Survey Methodology
Methodology is key to high resolution research.
The best way to gauge the reliability of research data is to look at how the data are collected. Results alone, no matter how reasonable they appear, can reveal little about how well they represent a population.
There are only two sure methods for generating a complete view of a market. The first involves interviewing every single person in that market, a logistical impossibility when it includes over 226 million adults. The other way is to interview a representative sample, selected at random, of the entire population.
Finding that representative sample is one of the great challenges in market research, and any shortcuts in the process will have a negative impact on data reliability. For example, a survey that relies exclusively on the Internet for recruiting and interviewing respondents can only represent the universe of Internet users. It can tell us nothing about the 15% of U.S. adults who have no Internet access, or the 26% who haven’t used the Internet in the past 30 days.
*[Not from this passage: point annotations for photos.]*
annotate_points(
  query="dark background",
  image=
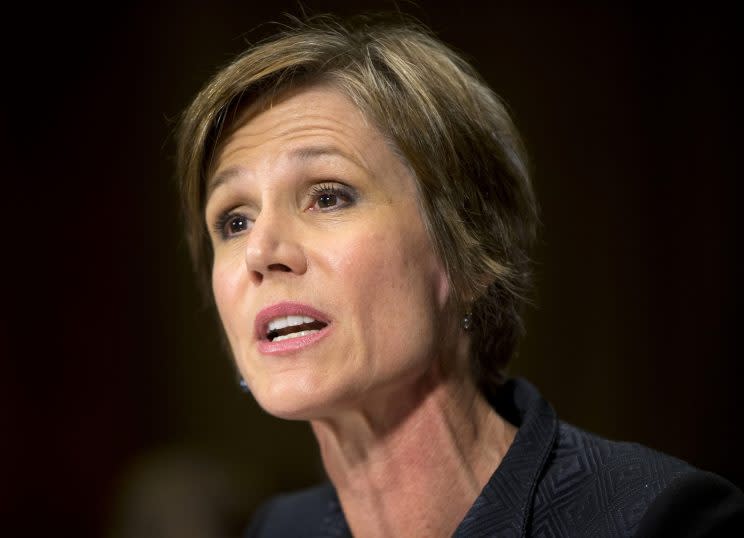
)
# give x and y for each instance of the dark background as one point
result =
(116, 399)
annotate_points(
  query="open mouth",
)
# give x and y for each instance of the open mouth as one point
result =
(286, 327)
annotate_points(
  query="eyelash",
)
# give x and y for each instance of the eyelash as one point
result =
(316, 191)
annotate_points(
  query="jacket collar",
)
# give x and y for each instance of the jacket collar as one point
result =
(504, 505)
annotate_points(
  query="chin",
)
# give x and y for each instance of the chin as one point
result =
(296, 399)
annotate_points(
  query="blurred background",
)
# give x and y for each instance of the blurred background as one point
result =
(120, 411)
Similarly, 22% of U.S. adults don’t have land lines, and cannot be reached by telephone survey recruiters.  Who will represent them?
GfK MRI’s Survey of the American Consumer™ uses a methodology that gives every adult in the U.S. an equal chance at representation. Additionally, and unlike most current market research, data are collected in person, with in-home, face-to-face interviews. At each stage of the data collection process - from recruiting respondents and interviewing them, to working with them to understand and complete a comprehensive product and lifestyle questionnaire - GfK MRI relies on direct personal interaction to advance the reliability of the Survey's research results.